Did we need any proof of that ?

Comment by jdefr89 3 hours ago

Python and PyTorch all call out to C libraries… I don’t get what he means by “proving LLMs can run without Python and PyTorch” at all. Seems like they don’t understand basic fundamentals about things here…

Comment by jasonjmcghee 3 hours ago

I guess llama.cpp isn't quite as popular as I had assumed.

Comment by christianqchung 1 hour ago

A bizarre claim like that would be what happens when you let an LLM write the README without reading it first.

Comment by skybrian 3 hours ago

Knowing the performance is interesting. Apparently it's 1-3 tokens/second.

Comment by kgeist 3 hours ago

ikllama.cpp is a fork of llama.cpp which specializes on CPU inference, some benchmarks from 1 year ago: https://github.com/ikawrakow/ik_llama.cpp/discussions/164

Comment by tolerance 3 hours ago

I imagine so regarding GPUs, right? Is this is a legitimate project then doesn’t it provide a proof of concept for performance constraints that relate to them? Couldn't the environmentally concerned take this as an indicator that the technology can progress without relying on as much energy is potentially spent now? Shouldn’t researchers in the industry be thinking of ways to prevent the future capabilities of the technology from outrunning the capacity of the infrastructure?

I know very little about AI but these are things that come to mind here for me.
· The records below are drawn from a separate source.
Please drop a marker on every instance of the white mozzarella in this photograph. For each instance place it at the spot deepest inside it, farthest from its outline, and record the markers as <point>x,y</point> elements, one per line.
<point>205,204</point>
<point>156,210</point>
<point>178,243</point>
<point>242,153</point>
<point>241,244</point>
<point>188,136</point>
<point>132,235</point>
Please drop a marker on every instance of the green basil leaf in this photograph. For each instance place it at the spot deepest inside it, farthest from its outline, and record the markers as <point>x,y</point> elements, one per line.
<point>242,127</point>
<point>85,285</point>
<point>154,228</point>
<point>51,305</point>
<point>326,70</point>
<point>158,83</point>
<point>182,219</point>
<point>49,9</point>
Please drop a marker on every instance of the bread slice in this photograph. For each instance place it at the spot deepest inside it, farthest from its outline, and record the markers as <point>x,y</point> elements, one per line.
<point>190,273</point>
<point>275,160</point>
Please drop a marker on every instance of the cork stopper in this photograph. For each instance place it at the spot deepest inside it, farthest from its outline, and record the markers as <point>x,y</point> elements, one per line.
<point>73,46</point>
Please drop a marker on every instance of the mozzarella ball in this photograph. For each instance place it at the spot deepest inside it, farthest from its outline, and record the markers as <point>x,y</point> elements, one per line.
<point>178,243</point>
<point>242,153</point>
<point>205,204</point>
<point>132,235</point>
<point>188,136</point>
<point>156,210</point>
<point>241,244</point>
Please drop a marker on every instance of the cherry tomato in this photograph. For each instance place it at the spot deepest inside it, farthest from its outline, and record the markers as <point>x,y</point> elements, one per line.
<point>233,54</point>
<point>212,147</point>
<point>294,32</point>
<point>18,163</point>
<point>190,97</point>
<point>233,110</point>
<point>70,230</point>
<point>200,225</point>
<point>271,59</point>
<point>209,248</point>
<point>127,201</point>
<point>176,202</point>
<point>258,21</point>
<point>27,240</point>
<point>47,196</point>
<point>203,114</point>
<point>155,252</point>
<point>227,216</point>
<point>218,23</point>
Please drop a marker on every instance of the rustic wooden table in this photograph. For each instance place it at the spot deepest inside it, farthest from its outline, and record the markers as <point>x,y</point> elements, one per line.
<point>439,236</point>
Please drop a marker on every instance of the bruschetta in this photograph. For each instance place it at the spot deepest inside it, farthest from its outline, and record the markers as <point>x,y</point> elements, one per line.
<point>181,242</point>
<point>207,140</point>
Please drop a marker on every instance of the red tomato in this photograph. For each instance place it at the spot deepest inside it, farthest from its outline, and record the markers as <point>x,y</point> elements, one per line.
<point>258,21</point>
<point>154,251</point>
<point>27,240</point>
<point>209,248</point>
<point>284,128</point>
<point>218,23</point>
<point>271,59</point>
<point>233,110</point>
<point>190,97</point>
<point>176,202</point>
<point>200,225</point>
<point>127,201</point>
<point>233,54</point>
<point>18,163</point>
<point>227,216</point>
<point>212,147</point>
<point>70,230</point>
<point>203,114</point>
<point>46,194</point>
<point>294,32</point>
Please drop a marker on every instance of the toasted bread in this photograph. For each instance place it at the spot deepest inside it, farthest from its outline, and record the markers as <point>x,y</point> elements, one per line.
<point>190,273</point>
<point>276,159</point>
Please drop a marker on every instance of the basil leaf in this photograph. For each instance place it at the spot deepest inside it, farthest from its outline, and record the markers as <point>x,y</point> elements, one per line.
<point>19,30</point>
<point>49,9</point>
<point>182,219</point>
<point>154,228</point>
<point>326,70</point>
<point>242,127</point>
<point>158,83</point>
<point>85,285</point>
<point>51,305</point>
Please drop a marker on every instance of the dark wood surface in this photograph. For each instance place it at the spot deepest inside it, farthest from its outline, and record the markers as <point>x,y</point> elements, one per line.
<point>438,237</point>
Comment by yorwba 3 hours ago

GPUs are more efficient than CPUs for LLM inference, using less energy per token and being cheaper overall. Yes, a single data center GPU draws a lot of power and costs a fortune, but it can also serve a lot more people in the time your CPU or consumer GPU needs to respond to a single prompt.

Comment by tolerance 3 hours ago

I got you, thanks!

Comment by 2 days ago

Comment by behnamoh 3 hours ago

but why tho? next gemma is coming and no one uses gemma 3 in prod anyway.

Comment by uncognic 3 hours ago

I think /* */ single-line comments is a pretty good indication.

Comment by NitpickLawyer 3 hours ago

> no one uses gemma 3 in prod anyway.

Umm, we do. It's still one of the best for eu countries support / help chatbot style. It's got good (best?) multilingual support ootb, it's very "safe" (won't swear, won't display chinese characters, etc) and it's pretty fast.

Comment by gunalx 2 hours ago

Yep. Before gemma3 we where struggling with multilinguality on smaller European languages, and it is still one of the batter ones in that regard (even large open or closed models struggle with this to some extent). Gemma3 also is still pretty decent multi modal wise.

Comment by behnamoh 2 hours ago

but it lacks system prompt support.

Comment by data-ottawa 2 hours ago

Gemma3 is probably the best supported fine tunable model.